In [15], Jang et al. studied inferences in software evolution by dissecting program binaries with an assumption that variant of a malware family reuse some functions from the first malware program. The authors particularly combined static and dynamic features with linear n-gram and normalization for building a model to recover the software lineage. With the evolution of malware on mobile devices, Ki-Hyeon Kim et al. [18] conducted a detection malicious codes technique on Android devices by using an autoregressive moving average model with current data. The idea is to extract 3 categories of features by using a system’s memory, CPU, network in the Linux kernel every 10 seconds, and modeling with multivariate time series for malware detection. Compare to our work, we consider the software development to be a different angle, by using univariate time series analysis to infer malware generation processes.
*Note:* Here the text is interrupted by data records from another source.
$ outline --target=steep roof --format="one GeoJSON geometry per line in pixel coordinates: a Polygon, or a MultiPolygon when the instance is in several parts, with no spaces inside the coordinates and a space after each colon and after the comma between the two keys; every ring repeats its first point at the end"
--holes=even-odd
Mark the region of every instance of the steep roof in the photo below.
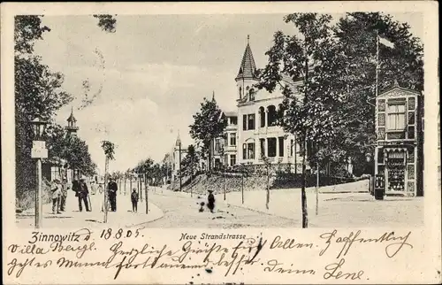
{"type": "Polygon", "coordinates": [[[238,116],[238,112],[235,111],[226,111],[224,112],[225,117],[236,117],[238,116]]]}
{"type": "Polygon", "coordinates": [[[180,144],[181,144],[181,139],[179,138],[179,132],[177,141],[175,142],[175,146],[179,146],[180,144]]]}
{"type": "Polygon", "coordinates": [[[241,65],[235,80],[255,79],[255,72],[256,71],[256,65],[255,64],[255,59],[253,58],[252,49],[250,49],[248,39],[249,37],[248,36],[248,45],[246,46],[246,50],[244,50],[241,65]]]}
{"type": "Polygon", "coordinates": [[[76,122],[77,121],[77,119],[75,119],[75,117],[73,117],[73,107],[71,107],[71,116],[69,116],[69,118],[67,118],[67,121],[68,122],[76,122]]]}

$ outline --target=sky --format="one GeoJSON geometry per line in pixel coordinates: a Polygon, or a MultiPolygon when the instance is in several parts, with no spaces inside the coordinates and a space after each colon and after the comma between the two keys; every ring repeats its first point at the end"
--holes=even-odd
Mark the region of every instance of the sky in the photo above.
{"type": "MultiPolygon", "coordinates": [[[[392,15],[422,38],[420,14],[392,15]]],[[[63,89],[74,96],[57,112],[57,123],[65,125],[73,108],[78,135],[98,168],[104,166],[100,142],[110,140],[116,144],[110,171],[126,170],[147,158],[161,161],[179,132],[184,146],[194,143],[192,115],[213,92],[223,110],[235,111],[234,78],[248,35],[257,67],[263,67],[273,34],[296,33],[283,17],[125,15],[117,16],[115,33],[105,33],[92,16],[45,16],[42,24],[51,31],[36,42],[35,53],[65,75],[63,89]]]]}

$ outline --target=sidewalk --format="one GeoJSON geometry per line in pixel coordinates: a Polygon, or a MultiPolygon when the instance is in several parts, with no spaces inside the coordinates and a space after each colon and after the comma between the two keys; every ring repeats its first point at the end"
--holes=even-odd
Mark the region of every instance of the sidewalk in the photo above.
{"type": "MultiPolygon", "coordinates": [[[[369,193],[318,193],[318,214],[316,215],[316,196],[314,189],[306,189],[309,225],[311,227],[423,227],[423,197],[386,196],[375,200],[369,193]]],[[[293,220],[293,227],[301,225],[301,189],[274,189],[270,193],[269,210],[265,207],[266,191],[245,191],[216,196],[217,203],[293,220]]]]}
{"type": "MultiPolygon", "coordinates": [[[[48,227],[129,227],[163,218],[164,212],[156,205],[149,203],[149,213],[146,214],[145,201],[138,202],[138,212],[132,212],[130,196],[117,194],[117,212],[108,212],[108,222],[103,223],[104,213],[101,212],[103,194],[90,195],[92,212],[79,211],[78,198],[73,191],[68,192],[66,211],[61,214],[52,213],[52,204],[43,204],[42,228],[48,227]]],[[[19,227],[34,227],[34,210],[28,209],[22,213],[16,214],[16,225],[19,227]]]]}

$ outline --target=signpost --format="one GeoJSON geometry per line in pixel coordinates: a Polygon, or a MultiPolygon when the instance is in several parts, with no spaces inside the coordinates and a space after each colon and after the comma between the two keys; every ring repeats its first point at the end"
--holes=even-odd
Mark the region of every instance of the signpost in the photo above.
{"type": "Polygon", "coordinates": [[[35,190],[35,228],[41,228],[42,224],[43,203],[42,189],[42,158],[48,158],[48,150],[46,149],[46,142],[42,141],[44,130],[46,129],[47,121],[41,118],[35,118],[31,121],[35,141],[33,141],[31,158],[36,159],[36,190],[35,190]]]}

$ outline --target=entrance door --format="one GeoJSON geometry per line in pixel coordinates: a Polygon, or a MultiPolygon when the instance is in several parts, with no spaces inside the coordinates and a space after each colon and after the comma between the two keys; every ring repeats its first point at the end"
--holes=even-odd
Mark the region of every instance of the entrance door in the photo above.
{"type": "Polygon", "coordinates": [[[387,191],[405,191],[405,154],[402,150],[394,150],[387,153],[385,169],[387,191]]]}

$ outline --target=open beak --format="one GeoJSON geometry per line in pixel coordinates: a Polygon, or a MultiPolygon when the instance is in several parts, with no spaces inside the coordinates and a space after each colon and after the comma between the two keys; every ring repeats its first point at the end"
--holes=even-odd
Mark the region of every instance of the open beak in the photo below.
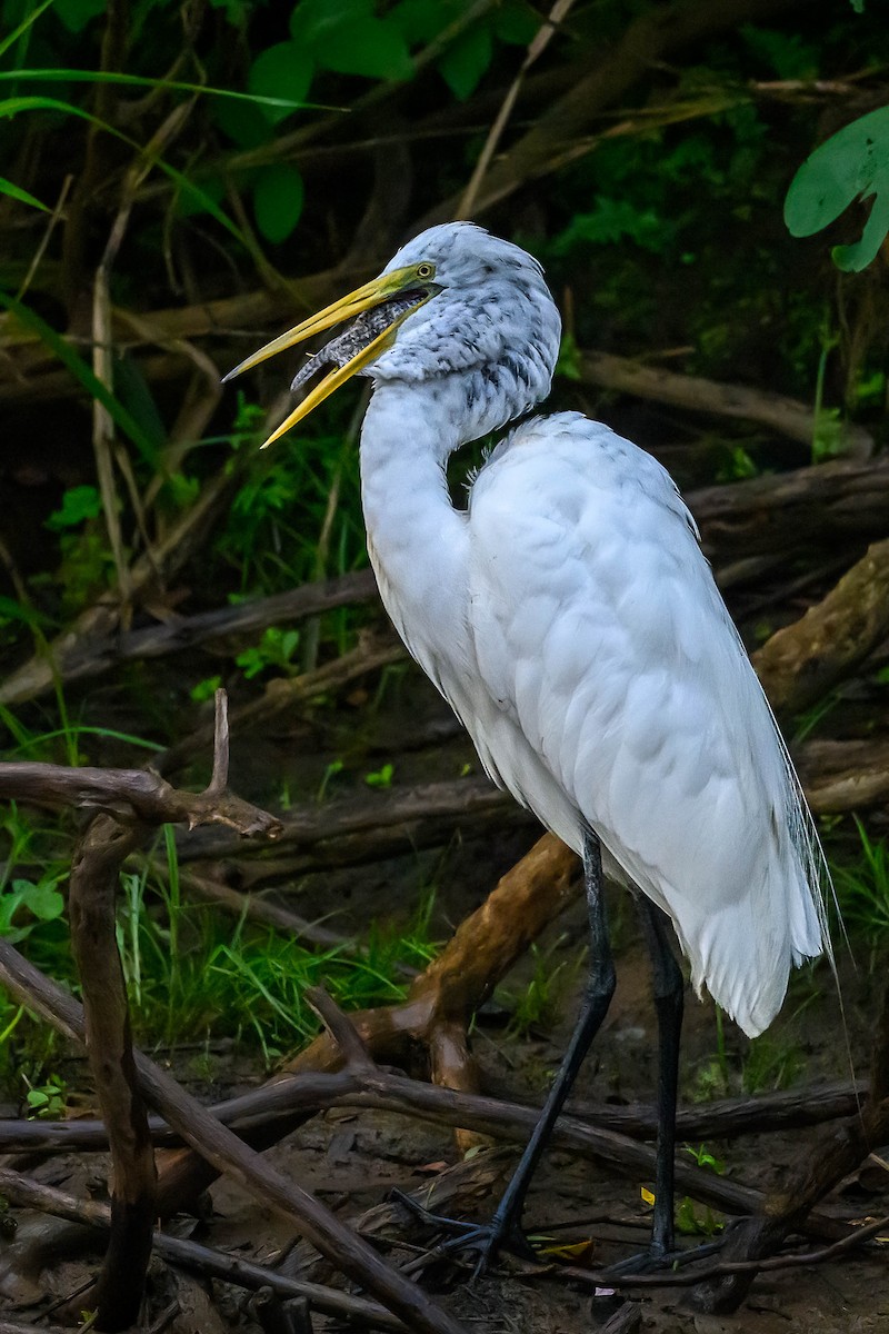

Tim series modeling for DDoS detection also has been applied in network security. Nezhad et al. [25] proposed a prediction method based on the ARIMA model to predict DDoS attacks through simulation studies with an NS2 simulator. They induced available service rates as features such as CPU time, memory utilization and networking buffering as a measurement to quantify a server’s availability in order to detect DDoS attacks. When servers are under DDoS attacks, they use abnormal detection to analyze the violation of the features of the prediction model.
Time series forecasting model
Time series modeling has been widely applied to various areas ranging from forecasting inflation and stock market behavior to computer security incidents [10], software reliability [4], and network security [26]. It involves building a model for a variable that is measured repeatedly over a period of time. It then uses this model to forecast future values. Time series models are not constructed to explain or measure the causal malware factors of underlying the behavior of the number of malware variable, but rather explore patterns in past movements to malware occurrence to forecast future.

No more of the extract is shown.